La vendetta delle brigate rosse e il contesto di quegli anni
La morte di Margherita Cagol, narrata da Renato Curcio nelle sue memorie come ingiusta e subita da una donna disarmata, è stata il motivo per un’azione di vendetta indirizzata proprio a Barberis. Il piano suggeriva di ucciderlo per pareggiare il conto sanguinoso della battaglia di quella spiotta.
Quel periodo si caratterizzava per frequenti scontri e tensioni tra forze dell’ordine e gruppi armati. I carabinieri e gli investigatori erano pronti a reagire a minacce e annunci di attentati, consci del rischio che ognuno di quei segnali potesse tradursi in violenza effettiva. L’allerta del 1977 indica che non si trattò di una minaccia generica, ma di un pericolo concreto e imminente. Pietro Barberis, dopo questa comunicazione, fu convocato da Dalla Chiesa e messo in guardia sul rischio che correva.
Il ricordo di quegli eventi è stato conservato negli atti che oggi fanno parte di un processo molto seguito. L’eco della lotta armata e dei suoi conflitti rimane una parte dolorosa della storia italiana, e il fonogramma ne rappresenta una testimonianza diretta.
Il processo e gli imputati coinvolti nella vicenda
Il documento è parte importante di un fascicolo in corso davanti alla corte d’assise di alessandria. Il processo riguarda l’omicidio del carabiniere d’alfonso, compiuto nel 1975 alla cascina spiotta, e vede imputati ex brigatisti storici.
Lauro Azzolini, ottantaduenne, è accusato di aver sparato a d’alfonso e ha ammesso la sua presenza alla cascina nel giorno dell’uccisione. Renato Curcio e Mario Moretti, ex leader delle brigate rosse, sono indicati come mandanti.
Gli avvocati delle parti civili, tra cui Nicola Brigida, hanno sottolineato l’importanza del fonogramma per dimostrare la pianificazione di vendette e attentati, mettendo in luce dinamiche allora poco conosciute. Il documento serve anche per chiarire momenti oscuri di quella stagione.
Le testimonianze emerse durante le udienze confermano la reale minaccia per Barberis e l’intervento diretto di carlo alberto dalla chiesa per proteggerlo.

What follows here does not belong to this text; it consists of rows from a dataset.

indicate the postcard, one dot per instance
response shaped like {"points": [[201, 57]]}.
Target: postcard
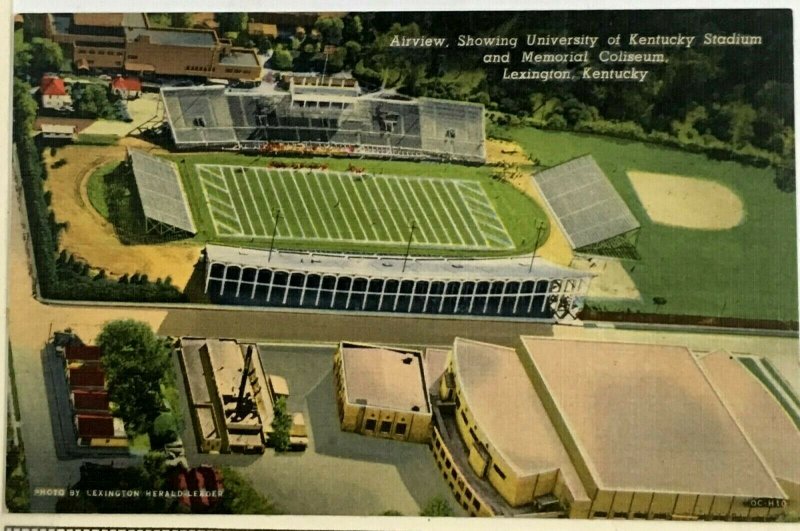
{"points": [[510, 264]]}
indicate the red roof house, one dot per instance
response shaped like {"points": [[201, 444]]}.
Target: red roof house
{"points": [[85, 400], [54, 93], [126, 87], [95, 426], [83, 376], [83, 353]]}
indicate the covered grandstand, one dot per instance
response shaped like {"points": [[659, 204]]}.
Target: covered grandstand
{"points": [[327, 117], [163, 199], [587, 208], [506, 287]]}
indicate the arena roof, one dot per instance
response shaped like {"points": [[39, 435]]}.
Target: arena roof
{"points": [[766, 423], [646, 417], [585, 204], [501, 397], [160, 190], [381, 377], [506, 268], [423, 128]]}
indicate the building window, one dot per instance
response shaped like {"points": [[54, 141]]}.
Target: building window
{"points": [[499, 472]]}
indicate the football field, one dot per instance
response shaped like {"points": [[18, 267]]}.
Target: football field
{"points": [[313, 205]]}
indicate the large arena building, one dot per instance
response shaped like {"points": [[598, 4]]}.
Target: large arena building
{"points": [[508, 286], [327, 115], [593, 429]]}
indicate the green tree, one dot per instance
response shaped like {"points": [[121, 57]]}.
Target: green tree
{"points": [[91, 101], [231, 22], [282, 59], [330, 28], [437, 506], [136, 361], [281, 425], [239, 496]]}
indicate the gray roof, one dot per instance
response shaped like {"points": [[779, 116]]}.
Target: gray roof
{"points": [[160, 190], [585, 204], [373, 266], [170, 37]]}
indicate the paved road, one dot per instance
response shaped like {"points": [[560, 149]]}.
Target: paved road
{"points": [[31, 323]]}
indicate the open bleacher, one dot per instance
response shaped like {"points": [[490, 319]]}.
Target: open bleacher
{"points": [[374, 125]]}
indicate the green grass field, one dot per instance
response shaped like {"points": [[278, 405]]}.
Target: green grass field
{"points": [[749, 271], [456, 210]]}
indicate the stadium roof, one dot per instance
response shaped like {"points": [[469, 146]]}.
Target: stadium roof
{"points": [[445, 269], [506, 408], [646, 417], [161, 191], [585, 204], [764, 420], [173, 37], [381, 377]]}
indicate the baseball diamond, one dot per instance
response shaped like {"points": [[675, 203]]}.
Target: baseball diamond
{"points": [[347, 207]]}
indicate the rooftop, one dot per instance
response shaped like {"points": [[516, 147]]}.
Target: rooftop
{"points": [[645, 417], [497, 390], [768, 426], [586, 205], [161, 191], [384, 377], [173, 37], [506, 268], [240, 58]]}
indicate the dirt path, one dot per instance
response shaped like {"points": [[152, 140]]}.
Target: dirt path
{"points": [[92, 238], [687, 201]]}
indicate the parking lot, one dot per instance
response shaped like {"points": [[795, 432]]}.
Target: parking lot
{"points": [[340, 473]]}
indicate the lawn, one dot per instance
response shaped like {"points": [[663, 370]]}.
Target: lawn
{"points": [[456, 210], [96, 187], [749, 271]]}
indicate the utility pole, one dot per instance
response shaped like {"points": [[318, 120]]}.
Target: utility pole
{"points": [[539, 229], [274, 232], [408, 248]]}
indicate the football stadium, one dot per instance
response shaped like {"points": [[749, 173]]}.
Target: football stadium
{"points": [[326, 115]]}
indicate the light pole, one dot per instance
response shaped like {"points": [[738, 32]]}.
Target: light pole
{"points": [[274, 232], [539, 229], [408, 248]]}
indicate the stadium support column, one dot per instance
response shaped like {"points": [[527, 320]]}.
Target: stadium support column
{"points": [[427, 296], [303, 293], [224, 280]]}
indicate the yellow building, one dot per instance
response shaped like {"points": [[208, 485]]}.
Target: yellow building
{"points": [[382, 391], [608, 430]]}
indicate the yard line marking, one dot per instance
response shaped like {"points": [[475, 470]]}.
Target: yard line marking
{"points": [[364, 206], [312, 195], [469, 223], [250, 223], [380, 180], [352, 205], [426, 188], [303, 202], [458, 230], [255, 206], [369, 183], [411, 209], [496, 221], [279, 204], [338, 206], [260, 176], [420, 207]]}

Un quadro di scontri ideologici e violenti che pesa ancora nel tempo.
Il silenzio e le testimonianze di chi ha vissuto quegli anni
Un clima di forte tensione si intreccia con racconti personali emersi in aula recentemente. Bruno d’alfonso, figlio del carabiniere ucciso, ha denunciato il silenzio che per troppo tempo ha coperto la vicenda della cascina spiotta. Ha sollevato il sospetto di un patto di non belligeranza tra lo stato e i brigatisti, basandosi su un colloquio del 2009 con Vittorio Vallarino Gancia.

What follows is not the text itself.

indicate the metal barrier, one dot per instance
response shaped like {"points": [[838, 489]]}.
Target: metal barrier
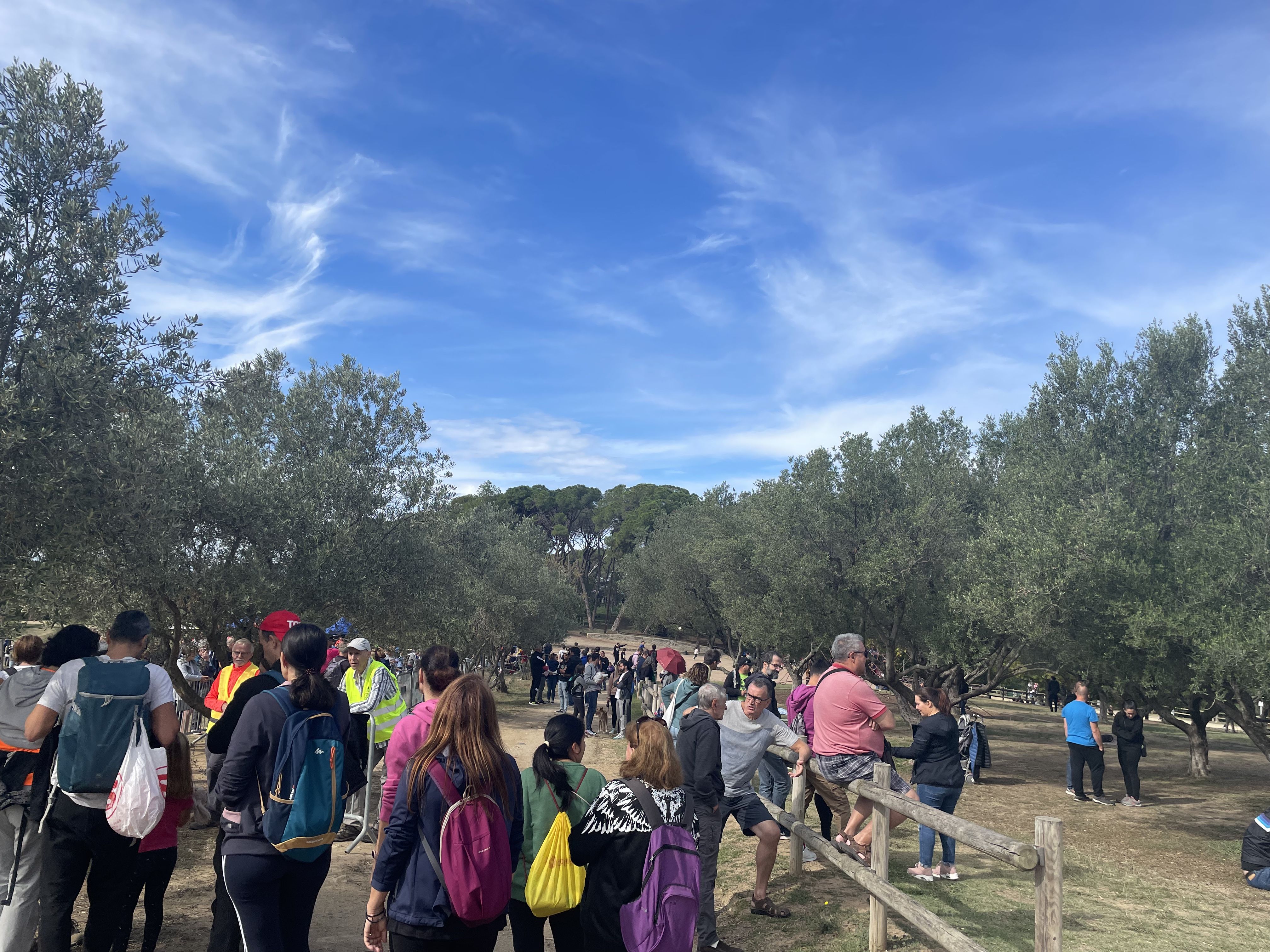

Durante quell’incontro, racconta d’alfonso, Gancia gli riferì di aver riconosciuto la voce di uno dei rapitori ma di esser stato invitato da Dalla Chiesa a non rivelare nulla, per ragioni di sicurezza. Quella frase – “se lei vuole campare ancora qualche anno, stia buono dov’è” – testimonia un rapporto complesso e segnato da accordi sottotraccia.
Nadia Mantovani, ex brigatista coinvolta nell’arresto del 1976 e coinvolta nel processo come testimone, potrebbe fornire altri dettagli riguardo il fonogramma emerso da vecchi archivi. Questo documento, che torna a galla dopo decenni d’oblio, mette in scena intrecci che solo ora si riescono a comprendere nella loro interezza.